NPM and node are installed. To install the latest, see the official node website.

Installing dependencies

Run npm install.

Running tests

After installing dependencies, run npm test.

Continuous Integration

CircleCI Continuous integration is setup with CircleCI, click on the badge to see the latest build.

Continuous Deployment

Continuous deployment is setup with git webhooks so that any code merged to master is deployed through Azure Functions. Master is a protected branch that needs a pull request and to have passed the test phase in CircleCI.

Development Thoughts

Upon reading the problem statement, I thought of a serverless application because there will not be a lot of requests and no need to run and maintain a server. With the dataset available, there is an API that can be used to query and offload much of the business logic to the actual database, removing the need to maintain one for this application. I used the serverless framework because it allows you to more easily switch between serverless platforms should the need arise. It also abstracts a lot of the platform specific knowledge away like creating resource groups or a functionapp in Azure. One downside of this approach is that the requests aren't the fastest. Queries are generally taking 200-450 milliseconds which could be problematic if customers needed a faster turnaround. In that case, it might be more beneficial to store the data in our own database to tweak performance.

I've used the serverless framework in the past for a couple spikes using AWS Lambda but never for Azure Functions.

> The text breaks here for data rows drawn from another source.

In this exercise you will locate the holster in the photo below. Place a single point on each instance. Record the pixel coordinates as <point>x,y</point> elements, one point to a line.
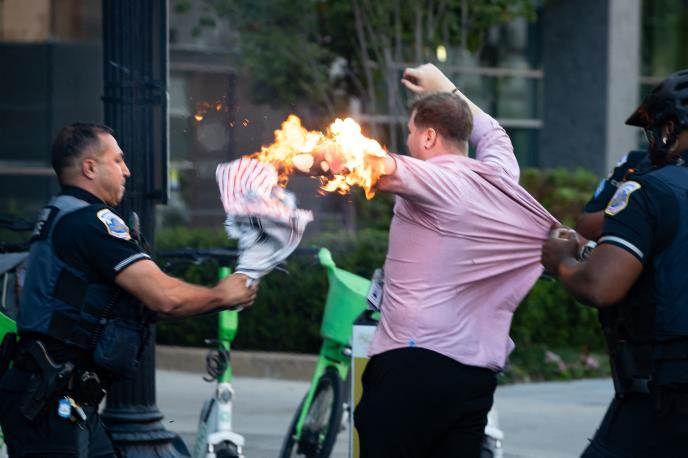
<point>47,379</point>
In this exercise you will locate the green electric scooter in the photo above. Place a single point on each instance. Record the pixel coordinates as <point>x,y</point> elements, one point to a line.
<point>215,438</point>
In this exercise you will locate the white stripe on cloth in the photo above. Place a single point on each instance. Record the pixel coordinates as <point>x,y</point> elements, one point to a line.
<point>262,216</point>
<point>128,261</point>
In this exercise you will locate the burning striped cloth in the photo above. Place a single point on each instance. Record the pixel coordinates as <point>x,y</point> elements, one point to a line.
<point>262,216</point>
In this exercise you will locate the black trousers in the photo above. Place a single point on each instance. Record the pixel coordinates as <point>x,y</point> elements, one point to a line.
<point>51,435</point>
<point>419,403</point>
<point>643,426</point>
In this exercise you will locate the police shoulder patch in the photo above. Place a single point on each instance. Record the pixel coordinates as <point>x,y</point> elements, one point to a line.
<point>621,197</point>
<point>114,224</point>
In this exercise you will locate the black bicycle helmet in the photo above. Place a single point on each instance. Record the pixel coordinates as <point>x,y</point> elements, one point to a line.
<point>668,101</point>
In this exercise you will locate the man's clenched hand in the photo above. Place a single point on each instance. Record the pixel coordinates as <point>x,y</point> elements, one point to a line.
<point>426,78</point>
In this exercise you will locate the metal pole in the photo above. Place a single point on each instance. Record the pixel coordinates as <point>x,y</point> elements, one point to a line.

I ran into issues when trying to setup continuous deployment and installing the serverless framework azure plugin within CircleCI. It seems the azure plugin for the serverless framework only works well on MacOs, which you can get using CircleCI with a paid subscription, though I do not have a paid subscription. I also spent too much time trying to get this to work. I was able to work around this by setting up continuous deployment within Azure Functions so that any changes to master, a protected branch, will deploy. I would prefer to see it during the CI process so that I could tell if a build was successfully tested and deployed in one spot. There is currently also the possibility of getting code into master that inhibits deployment by altering some of the deployment configs. This could be a hard to track down issue since the deployment is obscured in Azure Functions. Additionally, I tried briefly using the Azure Functions instructions to use their CLI to create and deploy a function but the deploy was unsuccessful and I didn't have more time to troubleshoot.

The current tests are not as robust as I would like. There is a single happy path test that is brittle because it will break if there are newer, closer food trucks approved near the chosen coordinates. To ease this, I would look into a VCR-like node library that would allow you to record and rotate tapes of external requests when tests are run. A tape rotation strategy would allow the data to be updated more frequently while still testing to ensure that the query hasn't changed.

Currently, the endpoint returns the 5 closest food trucks based on your location. As a next step, I would have the query also pay attention to the schedule so that it would only return food trucks that are open on the day of the request or take an optional day or date parameter to check for other days. A quick static website that asked a user to access their location before firing off that geolocation to this Azure Function would make it much more user friendly than needing to enter in latitude and longitude. Google map directions could also be a helpful addition. These features should be triaged based on customer feedback.